In 1564, Nostradamus began conducting phalangeal / flicker experiments at the bequest of Catherine de' Medici, who had recounted to the burgeoning prognostigator legends of Lucrezia Borgia's subtle use of flames to divine and control future events. Mme. Borgia was granted complete dominion over the Vatican by her father, Pope Alexander VI, at a time when she is known to have privately experimented with the behaviors of fire. Though she is the most widely known early exponent of flicker magic, perhaps willful Lucrezia is merely the most historically scrutinized in a papal lineage deeply fraught with clergy and relations secretly devoted to flame enchantment—which, during the Middle Ages, entitled even the mildly indiscreet to a complimentary burning at stake.

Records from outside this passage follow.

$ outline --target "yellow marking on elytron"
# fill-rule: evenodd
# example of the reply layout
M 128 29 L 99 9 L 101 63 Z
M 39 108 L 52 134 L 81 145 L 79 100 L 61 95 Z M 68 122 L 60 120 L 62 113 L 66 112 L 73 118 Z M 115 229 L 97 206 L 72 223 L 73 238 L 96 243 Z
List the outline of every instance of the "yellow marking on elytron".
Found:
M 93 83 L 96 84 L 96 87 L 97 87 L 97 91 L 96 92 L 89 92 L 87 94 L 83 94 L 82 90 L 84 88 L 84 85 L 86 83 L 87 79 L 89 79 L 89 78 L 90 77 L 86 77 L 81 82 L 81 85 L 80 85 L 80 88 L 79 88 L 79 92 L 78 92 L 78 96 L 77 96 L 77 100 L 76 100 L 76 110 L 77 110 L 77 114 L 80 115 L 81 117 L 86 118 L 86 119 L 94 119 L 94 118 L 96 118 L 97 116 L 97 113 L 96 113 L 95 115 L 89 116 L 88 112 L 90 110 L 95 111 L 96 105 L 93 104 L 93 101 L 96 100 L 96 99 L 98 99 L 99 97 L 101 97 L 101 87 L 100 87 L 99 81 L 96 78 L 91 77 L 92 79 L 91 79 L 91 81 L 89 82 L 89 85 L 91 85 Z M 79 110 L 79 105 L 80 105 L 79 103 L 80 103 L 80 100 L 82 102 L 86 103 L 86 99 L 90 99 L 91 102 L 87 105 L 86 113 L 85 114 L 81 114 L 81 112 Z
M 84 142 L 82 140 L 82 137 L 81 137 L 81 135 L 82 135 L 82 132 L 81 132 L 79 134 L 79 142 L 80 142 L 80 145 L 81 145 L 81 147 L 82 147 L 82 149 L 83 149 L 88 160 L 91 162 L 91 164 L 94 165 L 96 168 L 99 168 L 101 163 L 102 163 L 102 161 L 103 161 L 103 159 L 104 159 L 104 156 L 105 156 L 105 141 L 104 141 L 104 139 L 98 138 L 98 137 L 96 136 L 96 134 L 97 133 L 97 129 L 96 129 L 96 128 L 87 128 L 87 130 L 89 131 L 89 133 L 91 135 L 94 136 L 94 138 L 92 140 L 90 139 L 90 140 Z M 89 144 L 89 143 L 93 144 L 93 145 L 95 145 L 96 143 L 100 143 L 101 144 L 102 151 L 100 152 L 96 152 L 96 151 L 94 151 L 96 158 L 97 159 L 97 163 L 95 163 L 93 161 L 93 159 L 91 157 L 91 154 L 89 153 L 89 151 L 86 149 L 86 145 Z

Is flickering light delivered to humankind from a higher place?

"They say", writes ancient vegetarian Porphyry, "that primitive men led an unhappy life, for their superstition did not stop at animals but extended withal to plants. For why should the slaughter of an ox or sheep be a greater wrong than the felling of an Oak or Fir, especially in light of the greater soul residing within these arboreal pedagogues?" Likewise, the Hidatsa Indians of North America believe that every natural object has its spirit, its shade. To these shades some consideration or respect is due, but not equally to all. The shade of a Cottonwood, the greatest tree in the valley of the Upper Missouri, possesses an intelligence which, if properly negotiated, may assist the Indians in important undertakings; and yet the shades of shrubs and grasses are of little account. Until recently, some of the more credulous old coots declared that the misfortunes of their people were caused by this modern disregard for the civil rights of the caring Cottonwood. The Wanika of Eastern Africa fancy that every tree, and especially every Coconut tree, is a voice of God; the destruction of a Coconut tree is considered equivalent to matricide—the tree offers them visionary reassurance and nourishment, as a mother does her child. Siamese monks, believing that there are souls everywhere, and that to destroy anything whatsoever is to forcibly dispossess a soul, are less likely to break a branch of an instructive tree than to break an arm of an innocent child. These monks are Buddhists.


The Wishing Machine

When author G. Harry Stine chose to include the Wishing Machine in his On the Frontiers of Science (New York: Simon & Schuster, 1985), he claimed to be very hesitant—due in part to the machine's inexplicable effectiveness. To properly use the Wishing Machine, one places a wish (in the form of text, representative image and/or a diorama consisting of small objects) between the copper plates, flips the switch and waits. That's all you do—no complicated dial settings. The copper-plated chamber serves as a capacitor, ultimately charging the outer ether with the contents informing its amplified signal. With the addition of fur, Stine's otherwise merely electronic gadget becomes orgonomically active, per Wilhelm Reich's theory that alternating layers of organic and inorganic material (e.g., fur and copper) will yield Orgone energy. Like electricity, Orgone pervades the etheric realm in which we live. A wish placed in the fur-lined copper chamber now transmits two distinct types of subtle organic signal – working together in tandem.